3) Lightweight encoders : There are many computationally efficient backbone networks that can be used as encoders, such as MobileNet [32], ShuffleNet [33], and small versions of Xception [34]. MobileNetUse depthwise separable convolutions instead of standard convolutions, to reduce parameters and calculation amount. The inverse residual block in MobileNetV2 [35] mitigates the strong regularization effect of depthwise separable convolutions. ShuffleNet exploits the compactness of grouped convolutions and proposesChannel shuffling operations to facilitate information fusion between different groups.
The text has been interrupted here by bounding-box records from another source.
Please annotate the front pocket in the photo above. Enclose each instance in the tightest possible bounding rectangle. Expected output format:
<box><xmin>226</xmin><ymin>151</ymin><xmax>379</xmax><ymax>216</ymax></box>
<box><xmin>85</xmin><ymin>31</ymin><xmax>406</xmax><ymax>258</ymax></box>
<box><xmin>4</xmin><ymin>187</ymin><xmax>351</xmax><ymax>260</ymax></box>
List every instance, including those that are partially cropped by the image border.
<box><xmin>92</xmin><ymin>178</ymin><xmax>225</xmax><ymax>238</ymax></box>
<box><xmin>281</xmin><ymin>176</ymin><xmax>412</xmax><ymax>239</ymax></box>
However, these networks contain a large number of depthwise separable convolutions and cannot be efficiently implemented on existing GPU architectures. Therefore, although ResNet-18 [27] has about six times the FLOPs of MobileNetV2 1.0×, the former has higher inference speed than the latter [21] on a single 1080Ti GPU. However, existing lightweight backbone networks may not be optimal for semantic segmentation as they are often over-tuned for image classification.

C. Context extraction module

In semantic segmentation, another key is how to capture richer contextual information. Atrous Spatial Pyramid Pooling (ASPP) [9] consists of parallel atrous convolutional layers with different sampling rates, which can focus on multi-scale contextual information. The Pyramid Pooling Module (PPM) [11] implements pyramid pooling before the convolutional layer and is more computationally efficient than ASPP. Different from the local characteristics of convolution kernels, the self-attention mechanism is good at capturing global dependencies. Therefore, Dual Attention Network (DANet) [36] exploits the advantages of position attention and channel attention to further improve feature representation. Object Context Network (OCNet) [37] utilizes a self-attention mechanism to explore object context, i.e., a set of pixels belonging to the same object category. The authors of CCNet [38] proposed a cross-attention mechanism to improve memory usage and computational efficiency. However, these context extraction modules are designed and implemented for high-resolution feature maps, which is too time-consuming for lightweight models. We take low-resolution feature maps as input and enhance the PPM module by adding more scales and deep feature aggregation. When appended to the end of the low-resolution branch, our proposed module exhibits better performance on top of OCNet’s PPM and Base-OC modules.

3. Method

This section describes the entire process, which consists of two main components: a deep dual-resolution network and a deep aggregation pyramid pooling module.

A. Deep dual-resolution network

For convenience, we can add an additional high-resolution branch on a widely used classification backbone network such as ResNet. To strike a balance between resolution and inference speed, we let the high-resolution branch create feature maps with a resolution of 1/8 of the input image resolution. Therefore, the high-resolution branch is appended to the end of the conv3 stage. It should be noted that the high-resolution branch does not contain any downsampling operations and corresponds one-to-one with the low-resolution branch to form a deep high-resolution representation. Then, multiple bilateral feature fusions can be performed at different stages to fully integrate spatial information and semantic information.

Table I Architecture of DDRNet-23-SLIM and DDRNet-39 on Imagenet. 'CONV4×r' means CONV4 is repeated r times. For DDRNet-23-SLIM, r = 1; for DDRNet-39, r = 2.

The detailed architecture of DDRNets-23-slim and DDRNets-39 is as followsTable Ishown. We modify the input module of the original ResNet by replacing one 7×7 convolutional layer with two consecutive 3×3 convolutional layers. Use residual basic blocks to build the backbone and the two subsequent branches. To expand the output dimension, a bottleneck block is added at the end of each branch.

Figure 3. Details of bilateral fusion in DDRNet. Implement point-wise summation before ReLU.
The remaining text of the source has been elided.